Some German prejudices can't be explained by my pet theory. I looked up "USA"
in a German encyclopedia once to see if that were the source of the German belief
that Americans are geography ignoramuses. The first picture was captioned "USA:
Morain Lake in Banff National Park in the Rocky Mountains" (for those of you
whose geography is as bad as the Germans think, Banff is a good 250 km into
Canada). The next night I encountered a well-educated 25ish German woman whose
dream was to visit Siberia. I told her about my plans to drive to Alaska and she
looked very confused. It turned out that she thought Alaska was an island in the
North Atlantic.
Feeling uncommonly proud of myself for having developed so many brilliant
insights and for having successfully done a little pre-Prague shopping, I dropped
into the Egyptian museum to see the bust of Nefertiti. This is allegedly the
finest thing ever to be hauled out of ancient Egypt. It was very fine and
beautiful to the modern eye, which is impressive in something that old, but
Egyptian stuff looks pretty forlorn when it has been ripped out of context.
Back out in front of the Schloss Charlottenburg I noted the huge line of German
tour buses--this is where all the people who don't visit the Soviet War Memorial
go. Jean and Carlos met me and we joined a guided tour of this palace. It
encapsulates official tourist Berlin rather nicely. First, it is a mediocre copy
of French styles and concentrates more on quantity than quality. Second, most of
its original art, particularly the beautiful ceilings, were destroyed by Allied
bombs. Third, the only way to see it was an overlong tour narrated ad
nauseam only in German. The narration was so boring that we tuned it out and
chatted with Vera, a super-German blonde, and Steve, her British boyfriend.
Vera was about to forsake her native land to join Steve in London. As soon as
she said this, the drama of the 1993 European unification hit me: one can simply
decide to live and work in any country now without having to romance any
bureaucracy. I asked Vera if she didn't mind leaving her native country. "I don't
really like Germans or Germany. Besides, now is a good time to leave." Because of
the economic downturn? "No, because of the political situation. There is so much
tension between factions and I don't like the hatred of immigrants."

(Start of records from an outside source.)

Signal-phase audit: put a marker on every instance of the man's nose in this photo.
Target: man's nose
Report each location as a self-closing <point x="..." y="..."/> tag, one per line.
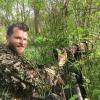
<point x="22" y="41"/>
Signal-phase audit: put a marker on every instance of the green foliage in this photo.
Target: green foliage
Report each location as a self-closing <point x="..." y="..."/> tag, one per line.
<point x="60" y="27"/>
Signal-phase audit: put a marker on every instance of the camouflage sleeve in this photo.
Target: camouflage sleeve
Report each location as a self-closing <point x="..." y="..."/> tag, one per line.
<point x="19" y="75"/>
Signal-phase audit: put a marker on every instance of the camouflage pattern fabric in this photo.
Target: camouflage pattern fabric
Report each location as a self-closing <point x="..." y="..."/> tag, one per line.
<point x="19" y="79"/>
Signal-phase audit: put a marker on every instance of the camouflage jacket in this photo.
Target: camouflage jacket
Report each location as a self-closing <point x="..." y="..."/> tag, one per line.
<point x="20" y="79"/>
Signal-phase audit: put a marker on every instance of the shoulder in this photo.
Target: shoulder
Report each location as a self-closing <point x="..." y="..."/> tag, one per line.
<point x="6" y="56"/>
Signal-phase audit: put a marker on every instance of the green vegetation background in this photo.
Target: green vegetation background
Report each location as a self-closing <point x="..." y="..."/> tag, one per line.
<point x="56" y="24"/>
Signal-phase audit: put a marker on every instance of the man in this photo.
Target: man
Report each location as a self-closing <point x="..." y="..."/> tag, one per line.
<point x="18" y="77"/>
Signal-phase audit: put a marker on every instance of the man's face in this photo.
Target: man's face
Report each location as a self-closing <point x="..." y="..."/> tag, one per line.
<point x="18" y="40"/>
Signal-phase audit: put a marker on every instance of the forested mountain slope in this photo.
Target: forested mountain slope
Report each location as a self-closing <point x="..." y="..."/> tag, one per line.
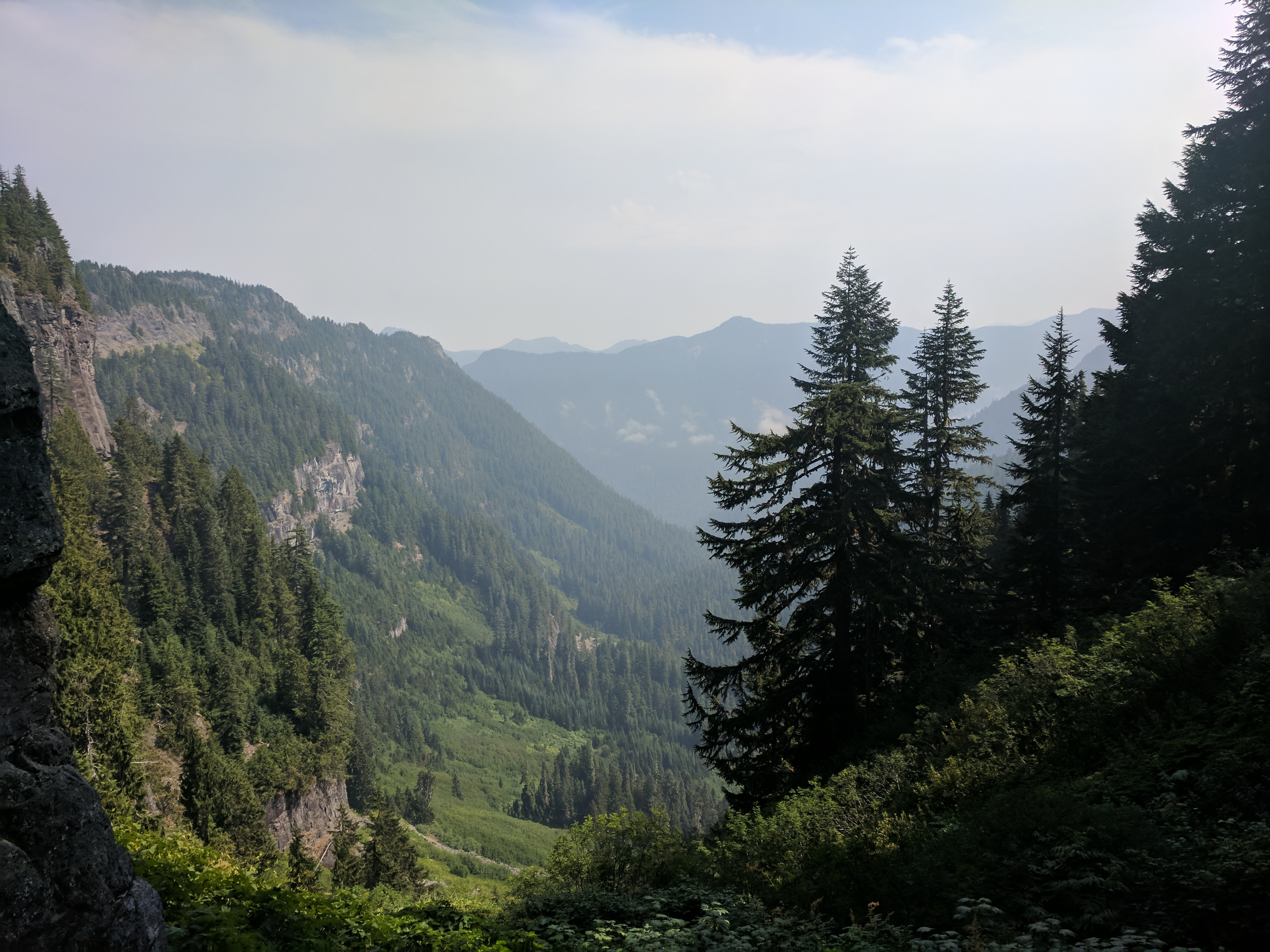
<point x="632" y="574"/>
<point x="470" y="659"/>
<point x="649" y="419"/>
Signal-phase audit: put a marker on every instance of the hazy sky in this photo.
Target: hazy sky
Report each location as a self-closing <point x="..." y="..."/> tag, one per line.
<point x="606" y="171"/>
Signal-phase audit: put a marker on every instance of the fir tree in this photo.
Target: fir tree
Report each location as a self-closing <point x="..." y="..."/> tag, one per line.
<point x="947" y="515"/>
<point x="350" y="869"/>
<point x="390" y="857"/>
<point x="827" y="572"/>
<point x="945" y="380"/>
<point x="218" y="796"/>
<point x="1044" y="541"/>
<point x="1178" y="443"/>
<point x="301" y="867"/>
<point x="97" y="699"/>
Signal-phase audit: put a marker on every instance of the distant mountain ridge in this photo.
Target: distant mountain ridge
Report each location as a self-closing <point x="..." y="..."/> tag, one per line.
<point x="538" y="346"/>
<point x="649" y="419"/>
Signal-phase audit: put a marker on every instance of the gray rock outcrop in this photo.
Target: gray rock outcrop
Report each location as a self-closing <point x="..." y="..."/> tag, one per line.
<point x="145" y="324"/>
<point x="63" y="338"/>
<point x="326" y="487"/>
<point x="315" y="813"/>
<point x="64" y="883"/>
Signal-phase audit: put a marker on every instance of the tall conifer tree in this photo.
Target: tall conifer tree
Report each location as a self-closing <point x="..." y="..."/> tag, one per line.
<point x="825" y="562"/>
<point x="1044" y="542"/>
<point x="1179" y="436"/>
<point x="944" y="380"/>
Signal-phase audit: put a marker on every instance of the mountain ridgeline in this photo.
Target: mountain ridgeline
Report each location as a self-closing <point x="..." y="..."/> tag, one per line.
<point x="482" y="564"/>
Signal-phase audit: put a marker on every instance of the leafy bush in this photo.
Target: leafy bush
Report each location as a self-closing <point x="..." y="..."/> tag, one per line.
<point x="213" y="903"/>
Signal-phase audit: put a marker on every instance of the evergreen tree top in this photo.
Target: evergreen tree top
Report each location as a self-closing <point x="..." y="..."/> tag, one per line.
<point x="32" y="247"/>
<point x="851" y="339"/>
<point x="1246" y="59"/>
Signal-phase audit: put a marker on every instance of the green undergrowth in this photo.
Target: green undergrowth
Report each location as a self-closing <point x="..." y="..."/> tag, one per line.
<point x="213" y="903"/>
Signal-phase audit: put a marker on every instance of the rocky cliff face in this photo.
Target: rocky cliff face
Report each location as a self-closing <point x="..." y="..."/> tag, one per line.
<point x="148" y="325"/>
<point x="315" y="813"/>
<point x="327" y="487"/>
<point x="64" y="881"/>
<point x="63" y="345"/>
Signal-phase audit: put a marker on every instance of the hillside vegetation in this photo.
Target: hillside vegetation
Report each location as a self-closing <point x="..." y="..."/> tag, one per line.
<point x="945" y="715"/>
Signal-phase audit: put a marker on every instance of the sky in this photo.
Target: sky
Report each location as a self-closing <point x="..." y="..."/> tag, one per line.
<point x="596" y="172"/>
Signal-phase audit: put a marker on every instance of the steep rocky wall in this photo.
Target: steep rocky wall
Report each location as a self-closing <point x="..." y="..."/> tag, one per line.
<point x="147" y="325"/>
<point x="64" y="883"/>
<point x="327" y="487"/>
<point x="64" y="342"/>
<point x="315" y="813"/>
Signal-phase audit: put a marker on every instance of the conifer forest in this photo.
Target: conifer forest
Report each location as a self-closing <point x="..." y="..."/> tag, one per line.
<point x="356" y="658"/>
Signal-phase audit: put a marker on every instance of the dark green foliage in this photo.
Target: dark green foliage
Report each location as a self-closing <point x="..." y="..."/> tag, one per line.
<point x="1178" y="440"/>
<point x="1121" y="785"/>
<point x="219" y="801"/>
<point x="237" y="629"/>
<point x="301" y="869"/>
<point x="943" y="381"/>
<point x="97" y="697"/>
<point x="584" y="786"/>
<point x="830" y="580"/>
<point x="390" y="859"/>
<point x="32" y="249"/>
<point x="214" y="903"/>
<point x="241" y="412"/>
<point x="1044" y="531"/>
<point x="479" y="614"/>
<point x="350" y="867"/>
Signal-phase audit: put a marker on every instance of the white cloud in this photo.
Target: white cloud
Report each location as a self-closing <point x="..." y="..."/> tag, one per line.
<point x="478" y="177"/>
<point x="773" y="419"/>
<point x="637" y="432"/>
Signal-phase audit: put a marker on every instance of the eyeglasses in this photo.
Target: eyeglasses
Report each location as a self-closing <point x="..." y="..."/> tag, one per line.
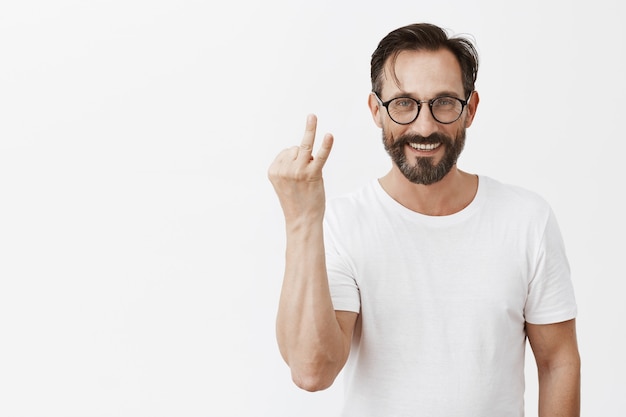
<point x="404" y="110"/>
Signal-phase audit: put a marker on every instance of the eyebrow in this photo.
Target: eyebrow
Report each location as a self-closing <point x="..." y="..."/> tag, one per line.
<point x="443" y="93"/>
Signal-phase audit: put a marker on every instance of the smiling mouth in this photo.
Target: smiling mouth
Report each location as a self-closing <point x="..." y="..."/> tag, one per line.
<point x="424" y="146"/>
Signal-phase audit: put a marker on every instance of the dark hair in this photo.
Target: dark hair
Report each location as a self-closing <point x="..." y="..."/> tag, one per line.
<point x="424" y="36"/>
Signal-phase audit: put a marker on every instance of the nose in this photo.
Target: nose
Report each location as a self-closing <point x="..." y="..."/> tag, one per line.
<point x="425" y="123"/>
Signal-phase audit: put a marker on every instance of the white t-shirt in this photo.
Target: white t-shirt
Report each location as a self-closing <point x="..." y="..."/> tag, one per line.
<point x="442" y="300"/>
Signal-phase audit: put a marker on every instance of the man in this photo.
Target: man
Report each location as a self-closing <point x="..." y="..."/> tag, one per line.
<point x="426" y="282"/>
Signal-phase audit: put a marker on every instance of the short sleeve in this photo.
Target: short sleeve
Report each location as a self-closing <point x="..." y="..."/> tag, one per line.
<point x="551" y="296"/>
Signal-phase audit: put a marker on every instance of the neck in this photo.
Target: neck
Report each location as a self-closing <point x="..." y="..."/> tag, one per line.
<point x="450" y="195"/>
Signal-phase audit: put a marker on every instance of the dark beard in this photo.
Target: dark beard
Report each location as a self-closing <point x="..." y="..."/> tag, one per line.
<point x="423" y="171"/>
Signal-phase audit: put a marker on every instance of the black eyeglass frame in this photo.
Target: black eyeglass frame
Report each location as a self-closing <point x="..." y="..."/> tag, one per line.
<point x="430" y="102"/>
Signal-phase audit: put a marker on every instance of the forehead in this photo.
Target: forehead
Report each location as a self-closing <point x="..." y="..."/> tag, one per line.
<point x="423" y="74"/>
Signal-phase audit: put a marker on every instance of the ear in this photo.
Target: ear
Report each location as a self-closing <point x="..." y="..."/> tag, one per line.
<point x="375" y="109"/>
<point x="471" y="108"/>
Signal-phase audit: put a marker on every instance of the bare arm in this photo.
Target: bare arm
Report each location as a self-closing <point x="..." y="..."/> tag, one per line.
<point x="313" y="339"/>
<point x="558" y="365"/>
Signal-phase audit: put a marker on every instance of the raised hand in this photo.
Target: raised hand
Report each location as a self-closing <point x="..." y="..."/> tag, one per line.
<point x="297" y="176"/>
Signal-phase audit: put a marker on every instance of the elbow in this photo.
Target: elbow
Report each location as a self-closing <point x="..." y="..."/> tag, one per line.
<point x="311" y="382"/>
<point x="314" y="378"/>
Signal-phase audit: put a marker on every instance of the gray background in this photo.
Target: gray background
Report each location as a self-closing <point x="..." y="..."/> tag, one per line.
<point x="141" y="245"/>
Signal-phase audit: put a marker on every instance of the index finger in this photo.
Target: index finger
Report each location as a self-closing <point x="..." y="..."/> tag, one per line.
<point x="306" y="147"/>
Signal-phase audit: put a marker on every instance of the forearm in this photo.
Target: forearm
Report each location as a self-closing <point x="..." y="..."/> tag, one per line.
<point x="559" y="390"/>
<point x="308" y="333"/>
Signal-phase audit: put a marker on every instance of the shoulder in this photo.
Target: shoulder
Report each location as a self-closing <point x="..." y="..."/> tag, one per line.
<point x="513" y="197"/>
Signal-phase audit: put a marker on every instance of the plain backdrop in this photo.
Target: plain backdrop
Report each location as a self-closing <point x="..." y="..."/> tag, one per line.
<point x="141" y="244"/>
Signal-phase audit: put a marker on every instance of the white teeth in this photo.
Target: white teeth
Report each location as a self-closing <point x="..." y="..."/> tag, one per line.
<point x="424" y="146"/>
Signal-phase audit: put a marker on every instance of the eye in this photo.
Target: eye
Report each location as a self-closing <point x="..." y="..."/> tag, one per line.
<point x="403" y="103"/>
<point x="445" y="102"/>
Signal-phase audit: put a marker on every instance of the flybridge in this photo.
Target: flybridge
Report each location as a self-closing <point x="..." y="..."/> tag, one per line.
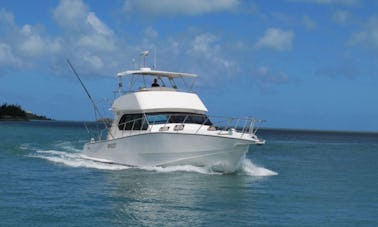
<point x="149" y="71"/>
<point x="141" y="80"/>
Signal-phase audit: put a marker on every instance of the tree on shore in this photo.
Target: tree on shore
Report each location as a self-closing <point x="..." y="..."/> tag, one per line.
<point x="11" y="112"/>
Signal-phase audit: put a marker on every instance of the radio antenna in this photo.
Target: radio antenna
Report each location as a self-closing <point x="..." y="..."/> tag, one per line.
<point x="97" y="111"/>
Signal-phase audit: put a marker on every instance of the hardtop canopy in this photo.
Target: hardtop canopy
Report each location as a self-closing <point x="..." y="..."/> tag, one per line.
<point x="149" y="71"/>
<point x="134" y="75"/>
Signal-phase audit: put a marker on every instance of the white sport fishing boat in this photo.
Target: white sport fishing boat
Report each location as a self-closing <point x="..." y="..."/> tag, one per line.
<point x="162" y="125"/>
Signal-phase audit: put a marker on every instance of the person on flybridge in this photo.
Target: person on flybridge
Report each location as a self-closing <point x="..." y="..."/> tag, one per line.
<point x="155" y="83"/>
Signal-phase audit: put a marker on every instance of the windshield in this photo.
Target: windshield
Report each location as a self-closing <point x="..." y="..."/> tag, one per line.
<point x="162" y="118"/>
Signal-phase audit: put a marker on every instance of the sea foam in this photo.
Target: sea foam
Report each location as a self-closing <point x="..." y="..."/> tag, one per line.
<point x="75" y="159"/>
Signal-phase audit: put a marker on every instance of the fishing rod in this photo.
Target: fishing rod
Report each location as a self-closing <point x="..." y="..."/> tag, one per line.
<point x="97" y="111"/>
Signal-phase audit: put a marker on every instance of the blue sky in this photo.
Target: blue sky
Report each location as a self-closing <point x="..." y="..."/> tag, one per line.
<point x="308" y="64"/>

Vera was about the 50th German I'd met who had mentioned emigration and by
then I had decided that the country was divided into two groups: people who could
never fit in anywhere that wasn't exactly like Germany, and people who could
never fit in anywhere that was too much like Germany. Members of the first group
would be appalled to find that most American restaurants don't have special
glasses for different kinds of beer. Members of the second group are exemplified
by Dr. Anton, my companion from Heathrow to Stuttgart. Anton had worked in
hospitals in New Zealand, England and Germany. "I'm emigrating to New Zealand in
January because people die happy there. If they're 60 and get cancer, they don't
mind dying because they've lived 60 good years. Sixty-year-old Germans struggle
bitterly for life because they've never been happy." [Anton was also notable for
his folk wisdom. A reference to a Black Forest girl with a heart of gold brought
this response: Ein Mann ein Wort. Eine Frau ein Wörterbuch. ("A man a word;
a woman a dictionary."]
We ate dinner at a pricey "Mexican" restaurant, with a choice of two
quasi-Mexican dishes and 20 beers. Then we decamped to a party attended by a
surprising number of South Americans of German descent. In a perverse twist on
the U.S./England situation, they had come back to the Old World seeking economic
opportunity. They reminded me of the super-patriot American immigrants of the
1920s who loved the U.S. with their heart and soul (was it Irving Berlin who said
he loved to pay income tax?). When they found I was American, they vented their
rage on the subject of the U.S.'s new
Holocaust
Memorial. They vehemently concurred with the prevailing German opinion that
it should have been balanced by another memorial to the wondrous achievements of
the new democratic Germany. I quipped that they could donate one of their
monuments to the victims of Stalinism but nobody laughed.